The data comes from the USDA and represents by the nutrition levels of 2,223 products across 46 nutrition metrics. My goal will be to understand which of the underlying nutrition metrics might measure the same underlying latent features, and could be combined to reduce the dimensions of our dataset.
Visualizing this dataset will be problematic, because of the high \(p\) predictors. Generating a pairs plot generates \(\frac{p(p-1)}{2}\) predictors. As we can see below, we’d need to generate 1,035 plots to do visualize the entire dataset.

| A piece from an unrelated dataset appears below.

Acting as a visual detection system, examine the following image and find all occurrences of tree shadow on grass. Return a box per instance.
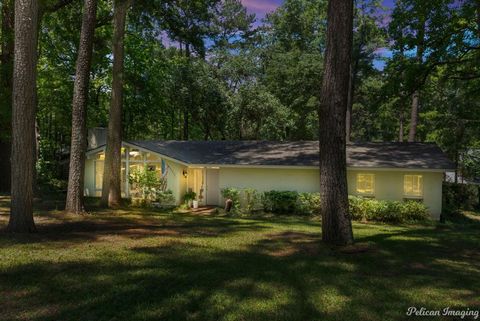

pairs_size <- function(p){p*(p-1)/2}
pairs_size(ncol(SRp))
## [1] 1035
However, we do a have dataset with named rows. I’m going to make a quick word cloud of the rownames to help me better understand what appears in the data.
rows <- rownames(SRp)
words <- Corpus(VectorSource(rows))
toSpace <- content_transformer(function (x , pattern ) gsub(pattern, " ", x))
words <- tm_map(words, toSpace, ",")
doc_matrix <- TermDocumentMatrix(words)
m <- as.matrix(doc_matrix)
v <- sort(rowSums(m),decreasing=TRUE)
d <- data.frame(word = names(v),freq=v)
set.seed(1234)
wordcloud(words = d$word, freq = d$freq, min.freq = 1,
max.words=200, random.order=FALSE, rot.per=0.35,
colors=brewer.pal(8, "Dark2"))
Then we can look at words like “fat” and hypothesize that they might be important.
barplot(d[1:10,]$freq, las = 2, names.arg = d[1:10,]$word,
col ="gray", main ="Most Used words",
ylab = "Word Use")
We can also generate plots for our most correlated measures in the underlying data, and see that we have two measures of Vitamin D that are actually perfectly correlated, and a few other near perfect correlations.
log_inf <- function(x){
if(x==0){0}else{log(x)}
}
correlation <- melt(cor(SRp))
correlation <- subset(correlation,X1!=X2)
correlation$value <- abs(correlation$value)
correlation <- correlation[order(correlation$value,decreasing = T),]
top5_x1 <- as.character(head(correlation$X1,5))
top5_x2 <- as.character(head(correlation$X2,5))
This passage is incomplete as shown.